И Лёля заплакала, обнимая его – ничего, ничего не надо! Ей показалось, что хитрая судьба искушает ее, подсовывая замену, отнимая любовь и давая взамен вдохновенье. Нет, не нужно! Ничего – ни вдохновения, ни опьянения творчества, ни радости завершения, ничего – только быть с ним, вместе, всегда… до конца.

Пока они были так заняты друг другом, мир вокруг постепенно менялся, и скорость перемен нарастала – котел бурлил, и взрыв приближался. И Лёля, и Леонид всегда были далеки от политики, от идеологии, избегая как только можно всего советского, краснознаменного – всего того, что Лёня называл «пионерским задором». Они оба жили книгами, и Леонид любил цитировать Пушкина: не для житейского волненья, не для корысти, не для битв – мы рождены для вдохновенья, для звуков сладких и молитв!
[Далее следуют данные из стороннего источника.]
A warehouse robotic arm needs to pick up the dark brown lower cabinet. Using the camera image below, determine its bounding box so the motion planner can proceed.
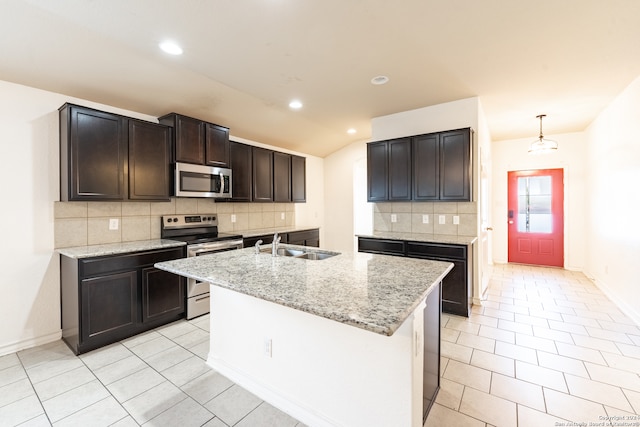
[358,237,472,317]
[60,247,186,354]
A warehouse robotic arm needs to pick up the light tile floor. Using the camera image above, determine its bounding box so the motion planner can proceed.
[0,315,303,427]
[425,264,640,427]
[0,265,640,427]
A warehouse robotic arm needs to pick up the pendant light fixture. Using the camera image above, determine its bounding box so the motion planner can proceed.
[529,114,558,154]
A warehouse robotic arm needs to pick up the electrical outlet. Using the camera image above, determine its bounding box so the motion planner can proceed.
[263,338,273,357]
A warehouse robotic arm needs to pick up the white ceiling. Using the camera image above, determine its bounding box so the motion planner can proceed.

Он был слишком ленив для каких-то активных действий, да и скептически относился к «роли личности в истории», считая – вслед за Марком Твеном, – что все будет так, как должно быть, даже если будет наоборот. Он даже как-то ухитрился стать профессором, так и не влившись в ряды КПСС – помогла репутация ленивого пофигиста, книжного червя, не приспособленного к жизни. Да и специалиста лучше Полторацкого на кафедре не было.